だが、パズルを組み上げるうちに、微かな違和感が生まれていた。再生されるリナの笑顔は、どこか寂しげだった。僕を見つめる瞳には、憐れむような色が混じっている気がした。そして、聞こえるはずのない彼女の囁きが、ノイズの隙間から漏れ聞こえてくる。

『……もう、やめにして、カイ』

誰に言っているんだ? 僕は首を振って幻聴を追い払う。真実がすぐそこにあるのに、立ち止まるわけにはいかない。僕はデコーダーの出力を最大にした。脳を焼くような激痛とともに、視界が真っ白に染まる。

警告音がけたたましく鳴り響き、目の前のモニターに表示されたのは「エラー」の文字ではなかった。

【自己防衛プロトコル:レベルΩ発動中。アクセスは推奨されません】

破損ではなかった。ロックだ。僕自身が、あるいは僕の精神を守るためのシステムが、この記憶に強固な鍵をかけていたのだ。なぜ? 恐怖よりも先に、抑えきれない好奇心が湧き上がった。僕は震える指で、強制解除のコマンドを打ち込んだ。

次の瞬間、僕の意識は濁流に呑まれた。

真実の記憶は、冷たく、残酷だった。
あの日、僕らは公園のベンチで言い争っていた。僕の仕事への無理解と、彼女の夢への無関心。積み重なったすれ違いが、ついに臨界点を超えたのだ。
「別れたい」
リナはそう言った。僕は取り乱し、彼女を車に乗せて無理やり走り出した。やめて、と叫ぶ彼女の声を無視して。軌道エレベーターへ向かうハイウェイで、僕の視線はハンドルではなく、涙を流す彼女の横顔に釘付けになっていた。
だから、気づかなかったのだ。前方のエアカーが急停止したことに。
衝撃音。ガラスの砕ける音。そして、僕の腕の中で、急速に体温を失っていくリナの感触。
『どうして……見てくれなかったの……最後まで』
それが、彼女の最期の言葉だった。

僕が追い求めていたのは、失われた美しい思い出ではなかった。僕自身が目を背け、心の奥底に封印した罪の記憶だったのだ。破損は、僕の心が悲鳴を上げて作り出した、優しい嘘だった。

再生装置の前で、僕はどれだけの時間、呆然としていただろうか。モニターには、美化されたリナとの日々が、皮肉なほど鮮やかにループ再生されている。僕はそれに価値などないことを知ってしまった。

指が、自然とアーカイブのコンソールに向かう。

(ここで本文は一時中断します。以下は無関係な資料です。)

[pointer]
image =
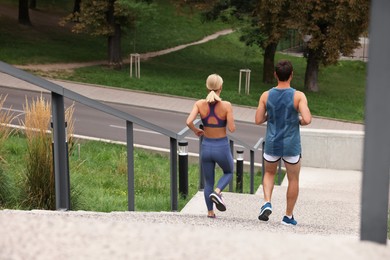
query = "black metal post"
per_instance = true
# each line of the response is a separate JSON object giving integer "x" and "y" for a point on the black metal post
{"x": 173, "y": 167}
{"x": 130, "y": 166}
{"x": 183, "y": 168}
{"x": 262, "y": 163}
{"x": 239, "y": 171}
{"x": 376, "y": 165}
{"x": 201, "y": 177}
{"x": 252, "y": 173}
{"x": 60, "y": 152}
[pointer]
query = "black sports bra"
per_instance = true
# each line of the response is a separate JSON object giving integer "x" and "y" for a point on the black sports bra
{"x": 211, "y": 114}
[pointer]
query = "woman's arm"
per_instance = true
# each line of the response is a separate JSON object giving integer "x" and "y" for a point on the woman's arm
{"x": 190, "y": 120}
{"x": 230, "y": 118}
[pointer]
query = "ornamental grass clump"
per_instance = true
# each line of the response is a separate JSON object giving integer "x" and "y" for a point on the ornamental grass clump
{"x": 39, "y": 185}
{"x": 40, "y": 182}
{"x": 6, "y": 116}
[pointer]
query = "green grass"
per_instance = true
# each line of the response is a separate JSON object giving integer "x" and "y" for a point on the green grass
{"x": 98, "y": 178}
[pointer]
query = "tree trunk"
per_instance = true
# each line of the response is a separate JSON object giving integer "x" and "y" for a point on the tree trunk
{"x": 311, "y": 75}
{"x": 76, "y": 6}
{"x": 114, "y": 40}
{"x": 268, "y": 63}
{"x": 33, "y": 4}
{"x": 24, "y": 17}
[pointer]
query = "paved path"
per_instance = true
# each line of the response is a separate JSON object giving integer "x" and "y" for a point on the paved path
{"x": 328, "y": 212}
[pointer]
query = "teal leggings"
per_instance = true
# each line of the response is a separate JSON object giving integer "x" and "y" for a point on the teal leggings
{"x": 215, "y": 150}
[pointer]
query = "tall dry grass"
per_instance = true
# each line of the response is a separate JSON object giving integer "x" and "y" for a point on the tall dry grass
{"x": 39, "y": 185}
{"x": 6, "y": 116}
{"x": 40, "y": 182}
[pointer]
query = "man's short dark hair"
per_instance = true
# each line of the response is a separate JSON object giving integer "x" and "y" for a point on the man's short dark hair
{"x": 283, "y": 70}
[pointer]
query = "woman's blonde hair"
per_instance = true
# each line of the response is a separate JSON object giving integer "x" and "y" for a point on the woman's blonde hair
{"x": 213, "y": 83}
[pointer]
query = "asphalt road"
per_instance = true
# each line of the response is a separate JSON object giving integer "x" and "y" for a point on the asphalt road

僕のパーソナル・データを、全て消去するボタン。リナとの美しい記憶も、この耐えがたい罪の記憶も、全てを無に帰すためのスイッチだ。そうすれば、この苦しみから解放される。

しかし、僕は指を止めた。

消去することは、逃げることだ。リナの死からだけでなく、彼女と生きた時間そのものから。たとえそれが偽りの輝きに満ちていたとしても、僕らが生きた証だった。そして、この罪悪感こそが、僕が彼女を殺してしまったという、紛れもない事実の証なのだ。

僕は、再生装置の電源を落とした。
静寂が戻った局内に、窓の外から夜明けの光が差し込み始める。それは、僕がずっと目を背けてきた、新しい一日の始まりを告げる青い光だった。

過去を再生するのをやめよう。
罪も、後悔も、愛した記憶も、すべてを抱きしめて、生きていこう。

僕はアーカイブを後にした。足取りは鉛のように重い。けれど、二年間、僕の足元に澱んでいた影は、朝日を受けて、確かに未来へと伸びていた。